Department of Health Law, Policy, & Management, Boston University School of Public Health, Boston, Massachusetts.
Department of Health Services, Policy & Practice, Brown University School of Public Health, Providence, Rhode Island.
Am J Prev Med. 2022 May;62(5):670-678. doi: 10.1016/j.amepre.2021.11.008. Epub 2022 Feb 8.
Federally Qualified Health Centers serve 29.8 million low-income patients across the U.S., many of whom have unaddressed social risks. In 2019, for the first time, data on social risk screening capabilities were collected from every U.S. Federally Qualified Health Center. The objectives of this study were to describe the national rates of social risk screening capabilities across Federally Qualified Health Centers, identify organizational predictors of screening, and assess between-state heterogeneity.
Using a 100% sample of U.S. Federally Qualified Health Centers (N=1,384, representing 29.8 million patients) from the 2019 Uniform Data System, the primary outcome was whether a Federally Qualified Health Center collected data on patients' social risk factors (yes/no). Summary statistics on the rates of social risk screening capabilities were generated in aggregate and by state. Linear probability models were then used to estimate the relationship between the probability of social risk screening and 7 key Federally Qualified Health Center characteristics (e.g., Federally Qualified Health Center size, Medicaid MCO contract, Medicaid accountable care organization presence). Data were analyzed in 2020‒2021.
Most (71%) Federally Qualified Health Centers collected social risk data, with a between-state variation. The most common screener was the Protocol for Responding to and Assessing Patients' Assets Risks and Experiences (43% of Federally Qualified Health Centers that screened), whereas 22% collected social risk data using a nonstandardized screener. After adjusting for other characteristics, Federally Qualified Health Centers with social risk screening capabilities served more total patients, were more likely to be located in a state with a Medicaid accountable care organization, and were less likely to have an MCO contract.
There has been widespread adoption of social risk screening tools across U.S. Federally Qualified Health Centers, but between-state disparities exist. Targeting social risk screening resources to smaller Federally Qualified Health Centers may increase the adoption of screening tools.
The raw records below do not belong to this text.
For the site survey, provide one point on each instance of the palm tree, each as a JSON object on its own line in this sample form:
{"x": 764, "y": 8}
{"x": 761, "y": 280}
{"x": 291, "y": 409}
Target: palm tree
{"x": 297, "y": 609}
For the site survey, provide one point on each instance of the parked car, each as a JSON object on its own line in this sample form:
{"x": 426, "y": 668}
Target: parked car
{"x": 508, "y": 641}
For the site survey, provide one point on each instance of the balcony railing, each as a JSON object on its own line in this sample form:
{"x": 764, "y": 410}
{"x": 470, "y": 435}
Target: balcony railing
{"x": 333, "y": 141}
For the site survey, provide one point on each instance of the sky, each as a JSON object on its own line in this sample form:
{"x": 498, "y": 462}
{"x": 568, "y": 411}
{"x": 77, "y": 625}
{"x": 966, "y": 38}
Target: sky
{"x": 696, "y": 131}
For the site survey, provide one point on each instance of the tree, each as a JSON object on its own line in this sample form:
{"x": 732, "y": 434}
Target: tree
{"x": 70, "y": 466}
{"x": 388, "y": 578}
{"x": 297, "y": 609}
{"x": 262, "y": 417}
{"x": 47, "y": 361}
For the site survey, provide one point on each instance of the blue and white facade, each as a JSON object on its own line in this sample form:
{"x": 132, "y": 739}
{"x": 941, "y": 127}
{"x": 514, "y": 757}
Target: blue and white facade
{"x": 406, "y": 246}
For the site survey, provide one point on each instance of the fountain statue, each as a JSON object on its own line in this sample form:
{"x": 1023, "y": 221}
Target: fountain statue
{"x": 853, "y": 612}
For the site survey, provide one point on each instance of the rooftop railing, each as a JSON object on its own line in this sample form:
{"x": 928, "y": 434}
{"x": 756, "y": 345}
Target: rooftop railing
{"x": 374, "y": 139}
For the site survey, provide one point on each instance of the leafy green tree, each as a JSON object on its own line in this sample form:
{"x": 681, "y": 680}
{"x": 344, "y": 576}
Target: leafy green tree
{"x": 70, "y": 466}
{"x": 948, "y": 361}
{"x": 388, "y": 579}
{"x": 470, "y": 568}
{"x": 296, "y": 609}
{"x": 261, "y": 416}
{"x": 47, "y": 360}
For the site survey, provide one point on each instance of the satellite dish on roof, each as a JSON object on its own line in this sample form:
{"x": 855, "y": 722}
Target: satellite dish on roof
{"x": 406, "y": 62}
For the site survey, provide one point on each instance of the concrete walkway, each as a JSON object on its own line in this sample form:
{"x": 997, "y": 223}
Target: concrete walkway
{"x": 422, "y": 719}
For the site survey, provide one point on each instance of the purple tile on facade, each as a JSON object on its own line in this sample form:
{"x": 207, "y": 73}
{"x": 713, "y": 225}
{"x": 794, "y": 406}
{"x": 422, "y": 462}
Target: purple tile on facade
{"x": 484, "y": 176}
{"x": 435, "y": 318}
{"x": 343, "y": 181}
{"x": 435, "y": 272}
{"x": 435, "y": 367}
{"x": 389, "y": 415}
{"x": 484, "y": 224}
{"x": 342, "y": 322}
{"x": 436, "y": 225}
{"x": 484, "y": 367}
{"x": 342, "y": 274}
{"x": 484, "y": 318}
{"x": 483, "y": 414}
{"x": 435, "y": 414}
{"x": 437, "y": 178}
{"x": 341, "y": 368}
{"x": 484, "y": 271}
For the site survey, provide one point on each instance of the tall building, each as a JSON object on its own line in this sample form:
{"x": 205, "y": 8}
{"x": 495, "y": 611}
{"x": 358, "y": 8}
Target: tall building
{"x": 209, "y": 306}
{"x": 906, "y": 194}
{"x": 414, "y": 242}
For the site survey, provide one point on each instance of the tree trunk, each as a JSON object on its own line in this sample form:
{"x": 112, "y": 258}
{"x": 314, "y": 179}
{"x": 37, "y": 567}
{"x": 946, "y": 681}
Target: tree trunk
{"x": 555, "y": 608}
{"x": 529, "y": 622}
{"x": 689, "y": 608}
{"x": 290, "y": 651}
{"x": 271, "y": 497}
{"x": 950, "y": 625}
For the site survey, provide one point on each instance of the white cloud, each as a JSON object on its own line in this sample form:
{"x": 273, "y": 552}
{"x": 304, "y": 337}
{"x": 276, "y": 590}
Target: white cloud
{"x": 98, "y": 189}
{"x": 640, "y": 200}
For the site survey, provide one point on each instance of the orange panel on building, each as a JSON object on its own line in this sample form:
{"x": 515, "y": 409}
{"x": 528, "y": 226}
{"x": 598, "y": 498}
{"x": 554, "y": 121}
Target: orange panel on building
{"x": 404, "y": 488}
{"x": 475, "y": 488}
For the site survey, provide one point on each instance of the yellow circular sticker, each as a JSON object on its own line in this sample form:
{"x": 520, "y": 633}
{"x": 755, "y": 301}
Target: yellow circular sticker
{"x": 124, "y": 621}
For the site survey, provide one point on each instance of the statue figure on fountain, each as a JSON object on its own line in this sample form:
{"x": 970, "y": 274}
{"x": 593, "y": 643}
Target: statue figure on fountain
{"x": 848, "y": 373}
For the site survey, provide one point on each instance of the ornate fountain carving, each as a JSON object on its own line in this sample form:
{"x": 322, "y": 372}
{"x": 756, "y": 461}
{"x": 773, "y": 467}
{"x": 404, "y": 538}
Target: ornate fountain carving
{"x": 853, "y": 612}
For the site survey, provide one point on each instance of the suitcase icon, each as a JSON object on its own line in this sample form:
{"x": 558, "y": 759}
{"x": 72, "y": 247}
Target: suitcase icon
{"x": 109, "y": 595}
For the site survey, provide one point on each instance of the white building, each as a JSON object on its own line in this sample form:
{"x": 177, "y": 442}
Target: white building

全美有 2980 万低收入患者在联邦合格医疗中心接受服务,其中许多人存在未得到解决的社会风险。2019 年,首次从美国每个联邦合格医疗中心收集社会风险筛查能力数据。本研究的目的是描述全美联邦合格医疗中心的社会风险筛查能力的全国率,确定筛查的组织预测因素,并评估州际间的异质性。
使用 2019 年统一数据系统中全美联邦合格医疗中心(N=1384 家,代表 2980 万患者)的 100%样本,主要结果是联邦合格医疗中心是否收集患者社会风险因素的数据(是/否)。汇总和按州生成社会风险筛查能力率的统计摘要。然后,使用线性概率模型估计社会风险筛查的概率与 7 个关键联邦合格医疗中心特征(例如,联邦合格医疗中心规模、医疗补助管理式医疗组织合同、医疗补助责任医疗组织存在)之间的关系。数据分析于 2020 年至 2021 年进行。
大多数(71%)联邦合格医疗中心收集社会风险数据,各州之间存在差异。最常用的筛查工具是《回应和评估患者资产风险和经验的方案》(43%的筛查联邦合格医疗中心),而 22%的联邦合格医疗中心使用非标准化的筛查工具收集社会风险数据。在调整其他特征后,具有社会风险筛查能力的联邦合格医疗中心服务的总患者更多,更有可能位于有医疗补助责任医疗组织的州,并且不太可能有医疗补助管理式医疗组织合同。
美国联邦合格医疗中心已广泛采用社会风险筛查工具,但各州之间存在差异。将社会风险筛查资源集中在较小的联邦合格医疗中心可能会增加筛查工具的采用。